Sheridan écrivit dans une lettre adressée à un collègue général en 1868 :
« La meilleure façon pour le gouvernement est de rendre [les tribus] pauvres en détruisant leur cheptel, puis de les installer sur les terres qui leur sont attribuées. »
Un autre officier de l’armée, le lieutenant-colonel Dodge, a dit à un chasseur :
« Tuez tous les bisons que vous pouvez ! Chaque bison mort est un Indien tué. »
Les tribus amérindiennes savaient ce qui se passait. Satanta, chef de la tribu des Kiowas, dans les Grandes Plaines, savait que « détruire le bison signifiait détruire l’Indien » – comme le rappelle Billy Dixon, un chasseur de bisons et pionnier du Texas , dans son autobiographie.
« Le général Phil. Sheridan, qui voulait soumettre et conquérir les tribus des plaines pour toujours, a préconisé et pratiqué exactement ce que Satanta craignait », a ajouté Dixon.
Cette photo montre comment les consommateurs de produits sont le moteur de la machine coloniale – Bethany Hughes
Priver les Amérindiens de leurs bisons signifiait qu’ils étaient obligés de se déplacer vers les nouvelles réserves que l’armée occidentale avait établies pour eux, afin de cultiver de la nourriture pour survivre.
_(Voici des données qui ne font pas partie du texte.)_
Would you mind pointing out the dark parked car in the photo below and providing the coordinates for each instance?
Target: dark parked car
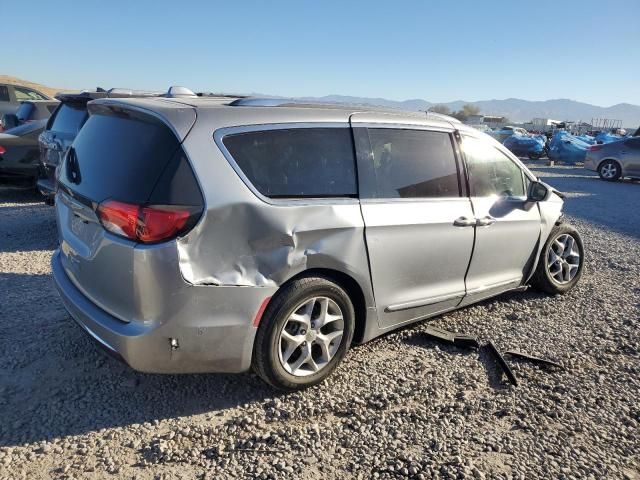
(19, 154)
(28, 111)
(62, 128)
(12, 95)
La tactique de l’armée a porté ses fruits. Les membres de la tribu Kiowa ont ensuite été refoulés dans une réserve de l’Oklahoma.
En l’espace d’une génération, la taille moyenne des Amérindiens qui dépendaient fortement du bison et qui étaient donc les plus touchés par le massacre a chuté de plus de 2,5 cm .
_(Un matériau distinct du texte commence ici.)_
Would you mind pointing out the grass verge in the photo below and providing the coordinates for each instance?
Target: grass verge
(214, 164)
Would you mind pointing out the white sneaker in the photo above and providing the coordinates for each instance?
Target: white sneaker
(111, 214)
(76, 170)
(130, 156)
Au début du XXe siècle, la mortalité infantile était 16 % plus élevée et le revenu par habitant des nations qui s’occupaient de bisons est resté 25 % inférieur à celui des nations qui ne dépendaient pas autant du bison.
Cependant, le débat sur le massacre des animaux a fait rage depuis des années. Comment les chasseurs ont-ils pu tuer 30 à 60 millions d’animaux ?
C’est la question posée par une étude de 2018 qui a proposé une réponse à cette question : deux maladies qui sévissent à l’époque dans le pays – l’anthrax au Nebraska et la fièvre à tiques du Texas au Montana – auraient été
« suffisamment mortelles pour anéantir des dizaines de millions d’animaux », note l’étude.
Quelle que soit la cause, les populations de bisons ne se sont jamais complètement rétablies et l’espèce est toujours considérée comme quasi menacée .
Mais ces dernières années, des efforts ont été faits pour ramener les bisons dans les Grandes Plaines (ils sont incroyablement importants pour l’écosystème des prairies).
Dans le cadre de la loi de réduction de l’inflation de 2023 du gouvernement américain, 25 millions de dollars (19,7 millions de livres sterling) ont été promis pour rétablir les bisons à travers les États-Unis.
Des efforts de moindre envergure sont déjà en cours : 1 000 bisons élevés dans des réserves appartenant à l’association environnementale à but non lucratif The Nature Conservancy ont été réintroduits dans leurs pâturages ancestraux.
Un projet de restauration dans le Montana vise à ramener 5 000 bisons dans les prairies et les tribus ont réintroduit 250 bisons sur leurs terres dans le cadre d’un partenariat avec la National Wildlife Federation.
Le message derrière l’image frappante du monticule de crânes de bisons s’est perdu au fil du temps, ajoute Hughes, qui affirme que l’image véhicule un message simpliste qui permet aux spectateurs de ressentir de la tristesse face au passé, mais ne les force pas à affronter
« la manière dont les systèmes coloniaux et capitalistes continuent de façonner négativement notre environnement et nos vies .Plus encore, cette photo montre comment les consommateurs de produits sont le moteur de la machine coloniale. »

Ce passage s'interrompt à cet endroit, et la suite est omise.